Qui sont ces sociétés de sécurité aéroportuaire ?

Autrefois, la sécurité dans les aéroports était une mission exclusivement régalienne. Les services de police maîtrisent alors toute la chaîne de sécurité des aéroports, de l’enregistrement des passagers, des bagages à l’embarquement. Changement de décor en 1996 et place au privé. Les aéroports lancent des appels d’offres pour trouver des sous-traitants. Depuis, quatre sociétés de sûreté, ICTS, Brink’s, Securitas et Alyzia Sûreté, se partagent un marché de 450 millions d’euros pas an. Elles sont chargées d’assurer les fonctions de sécurité, du contrôle des passagers aux rayons X jusqu’aux bagages. Tous les trois ans, les contrats sont remis en jeu mais ces appels d’offres se sont transformés en ventes aux enchères à l’envers.

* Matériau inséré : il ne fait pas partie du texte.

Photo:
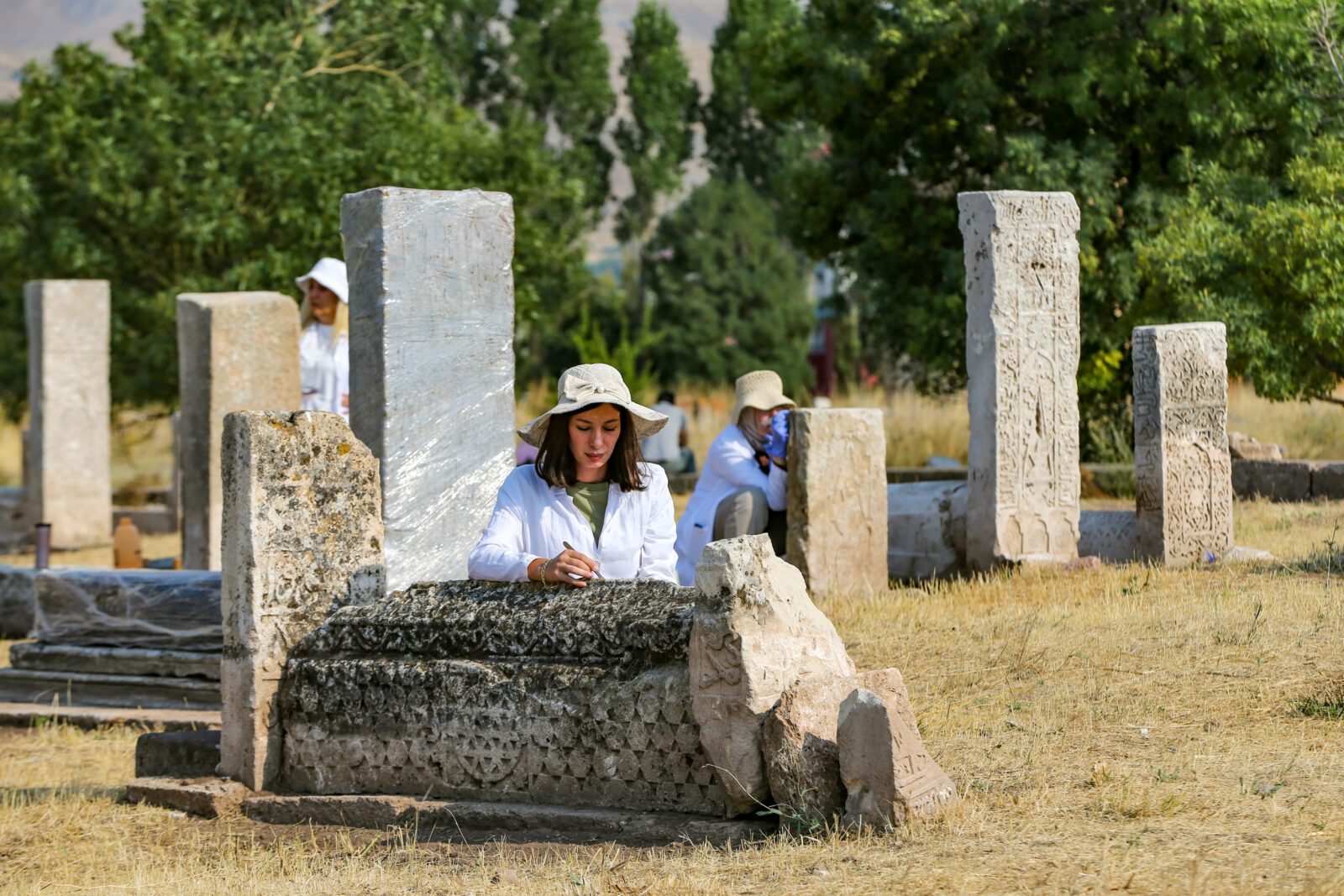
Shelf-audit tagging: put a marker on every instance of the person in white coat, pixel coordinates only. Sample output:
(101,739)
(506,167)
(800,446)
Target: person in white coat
(589,506)
(743,483)
(324,344)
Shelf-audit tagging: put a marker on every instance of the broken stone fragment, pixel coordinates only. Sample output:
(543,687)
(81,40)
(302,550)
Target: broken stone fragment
(801,757)
(756,633)
(889,775)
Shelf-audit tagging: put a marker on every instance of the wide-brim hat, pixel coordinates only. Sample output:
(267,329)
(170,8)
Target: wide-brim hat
(761,390)
(589,385)
(329,273)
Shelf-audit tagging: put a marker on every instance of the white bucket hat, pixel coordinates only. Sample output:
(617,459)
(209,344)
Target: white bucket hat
(329,273)
(589,385)
(761,390)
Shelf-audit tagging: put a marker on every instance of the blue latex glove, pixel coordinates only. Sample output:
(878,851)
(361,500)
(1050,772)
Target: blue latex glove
(777,443)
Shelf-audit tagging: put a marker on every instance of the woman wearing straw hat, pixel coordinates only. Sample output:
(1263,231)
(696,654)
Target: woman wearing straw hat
(589,506)
(324,345)
(743,479)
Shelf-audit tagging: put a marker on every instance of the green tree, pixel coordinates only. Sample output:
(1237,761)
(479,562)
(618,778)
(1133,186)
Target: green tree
(729,295)
(217,160)
(1113,102)
(655,139)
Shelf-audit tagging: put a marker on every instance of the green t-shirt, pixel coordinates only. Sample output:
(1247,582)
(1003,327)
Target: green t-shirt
(591,500)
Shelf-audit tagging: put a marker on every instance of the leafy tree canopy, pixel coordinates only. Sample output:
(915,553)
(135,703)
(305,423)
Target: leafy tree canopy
(217,160)
(729,295)
(1115,102)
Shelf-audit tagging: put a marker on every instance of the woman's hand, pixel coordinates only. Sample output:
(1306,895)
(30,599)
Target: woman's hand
(564,569)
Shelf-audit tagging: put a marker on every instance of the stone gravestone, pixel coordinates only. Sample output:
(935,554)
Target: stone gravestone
(432,364)
(1182,468)
(69,405)
(235,352)
(302,532)
(837,499)
(1021,360)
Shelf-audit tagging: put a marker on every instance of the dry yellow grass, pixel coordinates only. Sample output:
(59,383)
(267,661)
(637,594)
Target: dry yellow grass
(1126,728)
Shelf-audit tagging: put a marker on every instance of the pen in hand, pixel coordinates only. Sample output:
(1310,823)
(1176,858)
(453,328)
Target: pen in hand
(596,574)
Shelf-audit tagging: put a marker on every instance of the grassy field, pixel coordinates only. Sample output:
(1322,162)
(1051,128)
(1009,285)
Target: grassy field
(1126,728)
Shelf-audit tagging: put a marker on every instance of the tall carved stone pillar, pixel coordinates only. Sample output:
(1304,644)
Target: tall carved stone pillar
(302,533)
(1183,473)
(432,364)
(1021,359)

Avec une concurrence telle qu’il est presque impossible de décrocher un nouveau contrat sans réviser à la baisse leurs tarifs.

Quelle est l’origine du conflit social ?

Les raisons sont multiples, mais elles sont toutes imbriquées. Ainsi, si à l’occasion d’un nouvel appel d’offres à l’aéroport de Bordeaux, Securitas perd le marché au profit de la Brink’s, cette dernière est obligée de reprendre 85% du personnel de Securitas sur le site. Les Securitas deviennent alors des Brink’s avant de devenir des ICTS ou des Alyzia. Et ces sociétés n’ont aucune obligation de combler les 15% de personnel manquant. Résultat : depuis 1996, le nombre de passagers augmente à une vitesse bien supérieure à celle des effectifs de sécurité.

En 2010, les aéroports français comptaient 9 750 agents de sûreté pour 153,9 millions de passagers. Soit 1,8 million de plus qu’en 2009. Mais avec un nombre d’agents inchangé. Cette dérive, les syndicats ne cessent de la dénoncer. En vain.

Fin novembre, ils se sont entendu dire par les directions qu’il n’y aurait pas d’augmentation des salaires, au prétexte qu’un accord de branche pluriannuel prévoit une hausse des rémunérations de 2% sur trois ans. Dur à avaler alors que les syndicats demandaient une revalorisation de 200 euros bruts pour tous les agents. Dont une large majorité touche en moyenne 1 584,76 euros brut par mois, soit moins de 1 300 euros net.